€ 11.500

MANZONI, Alessandro. I promessi sposi, storia milanese del secolo XVII scoperta e rifatta da Alessandro Manzoni.

Vincenzo Ferrario., 1825 – 1826.

Three volumes, octavo (205 x 120 mm.); I: [2] leaves, 352 pages; II: [2] leaves, 368 pages; III: [2] leaves, 416 pagine, plus the errata leaf. Some foxing and browning due to paper quality, a couple of spots but a very fine copy in contemporary half calf, spine in compartments with gilt and blind decorations.
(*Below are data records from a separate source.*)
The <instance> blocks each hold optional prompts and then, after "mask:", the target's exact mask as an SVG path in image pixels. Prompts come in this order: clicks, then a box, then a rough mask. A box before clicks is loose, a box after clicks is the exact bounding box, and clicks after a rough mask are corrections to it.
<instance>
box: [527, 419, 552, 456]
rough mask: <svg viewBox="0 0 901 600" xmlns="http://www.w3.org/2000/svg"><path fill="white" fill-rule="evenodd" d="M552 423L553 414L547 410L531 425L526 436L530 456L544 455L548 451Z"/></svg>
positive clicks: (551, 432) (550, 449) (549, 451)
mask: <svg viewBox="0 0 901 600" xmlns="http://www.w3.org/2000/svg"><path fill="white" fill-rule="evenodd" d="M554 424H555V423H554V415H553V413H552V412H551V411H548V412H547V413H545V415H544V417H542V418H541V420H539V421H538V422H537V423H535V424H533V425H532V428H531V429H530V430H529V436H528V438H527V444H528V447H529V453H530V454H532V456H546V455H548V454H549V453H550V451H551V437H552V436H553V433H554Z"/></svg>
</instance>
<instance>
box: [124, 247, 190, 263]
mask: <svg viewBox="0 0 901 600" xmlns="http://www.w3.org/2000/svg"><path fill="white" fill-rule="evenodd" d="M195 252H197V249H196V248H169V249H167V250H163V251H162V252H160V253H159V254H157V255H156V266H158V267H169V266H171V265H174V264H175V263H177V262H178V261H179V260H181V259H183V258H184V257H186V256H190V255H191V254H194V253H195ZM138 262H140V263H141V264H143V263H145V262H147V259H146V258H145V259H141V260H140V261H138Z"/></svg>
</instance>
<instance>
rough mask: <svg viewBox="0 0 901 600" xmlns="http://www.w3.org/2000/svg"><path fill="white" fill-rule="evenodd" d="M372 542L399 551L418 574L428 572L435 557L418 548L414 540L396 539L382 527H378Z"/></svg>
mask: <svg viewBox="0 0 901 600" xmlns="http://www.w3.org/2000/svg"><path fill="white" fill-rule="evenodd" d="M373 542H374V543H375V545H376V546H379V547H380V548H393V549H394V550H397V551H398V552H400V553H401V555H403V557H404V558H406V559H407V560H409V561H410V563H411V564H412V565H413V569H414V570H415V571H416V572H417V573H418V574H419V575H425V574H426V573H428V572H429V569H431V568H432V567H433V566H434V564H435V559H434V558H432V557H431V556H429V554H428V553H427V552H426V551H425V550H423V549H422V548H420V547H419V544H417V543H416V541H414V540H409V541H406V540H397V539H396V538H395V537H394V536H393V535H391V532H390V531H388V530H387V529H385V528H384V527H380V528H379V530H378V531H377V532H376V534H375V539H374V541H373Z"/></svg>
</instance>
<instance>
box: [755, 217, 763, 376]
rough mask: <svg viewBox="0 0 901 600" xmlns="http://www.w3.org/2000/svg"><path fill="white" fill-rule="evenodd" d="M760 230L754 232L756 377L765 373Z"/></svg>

First edition of the most famous novel in Italian literature. Manzoni started work on the novel in 1821 after reading  a 1627 Italian edict that specified penalties for any priest who refused to perform a marriage when requested to do so. On 17 September 1823 the first version of the novel was ultimated under the title of Fermo e Lucia ( published only in 1915 by Giuseppe Lesca with the title of Gli sposi promessi). Manzoni then heavily revised it, finishing by the end of August 1825; it was published on 15 June 1827, after two years of corrections and proof-checking. Manzoni's chosen title, Gli sposi promessi, was changed for the sake of euphony shortly before its final commitment to printing. Of this first edition, 1,000 copies were printed by the publisher Vincenzo Ferrario as confirmed by a letter Manzoni sent to Giacomo Beccaria in December 1839: «Della prima edizione posso credere che siano state fatte quaranta edizioni, delle quali una da me, di mille esemplari; le altre posso credere che abbian sommato a 59.000 in numero; il che vuol dire ch'io non ho avuto che la sessantesima parte dei compratori.»  The book immediately become a hit in Italy and Europe with more than 80 reprints and caught not only the attention of publishers and printers but also the praises of many illustrious writers of the time such as Mary Shelley, Walter Scott, George Eliot and Charles Dickens. “In the 1830s and 1840s no one who was interested in Italian culture could have overlooked the extraordinary significance of this novel, let alone a novelist like Dickens [In a letter to Samuel Rogers written in Genoa and dated 1

September 1844, Dickens describes his encounter with the novel in a rather enthusiastic fashion: A little, patient, revolutionary officer, exiled in England during many years; comes to and fro three times a week, to read and speak Italian with me. A poor little lame butterfly of a man, fluttering a

little bit at one time, and hopping a little bit at another, and getting through life at some disadvantage, or other, always. If I question him closely on some idiom which he is not in a condition to explain, he usually shakes his head dolefully, and begins to cry. But

this is not what I meant to say just now, when I began to allude to him. He has initiated me in the Promessi Sposi…  And what a clever book it is! I have not proceeded far into the story, but I am quite charmed with it. The interviews between the Bridegroom and the Priest, on the Morning of the disappointment – and between the Bridegroom and the Bride,and her Mother – and the description of poor Renzo's walk to the house of the learned doctor; with the fowls – and the scene between them – and the whole idea of the character and story of Padre Christoforo [sic] are touched, I think by a most delicate and charming hand. I have just left the good father in Don Rodrigo's boisterous Eating Hall; and am in no little anxiety. I assure you. ](Letters 4: 189) Besides  

I promessi sposi soon became very popular all over Europe: the first edition – to be revised in 1840 – was published in 1827, and the next year two French translations appeared, to be followed by others in the 1830s and 1840s. Charles Swan's The Betrothed, the first English translation, was published in 1828 and was followed in 1834 by Featherstonhaugh's version and by another anonymous one in 1844. Soon the novel became a favourite with intellectuals and writers such as Auguste Comte, Chateaubriand, and Victor Hugo. E. A. Poe enthusiastically reviewed it for the Southern Literary Messenger (1835), while the North American Review devoted a long essay to the novel in 1840. Walter Scott himself, who also expressed the wish to meet Manzoni, is credited to have said that I promessi sposi was his own best novel.” (A. Vescovi, Dickens and Alessandro Manzoni's Promessi Sposi. In A. Vescovi, L. Villa and P. Vita (eds), The Victorians and Italy: Literature, Travel, Politics and Art, 151-167. Monza, 2009.

 

Parenti, n. 33; Vismara, n. 1; Salveraglio, n. 21.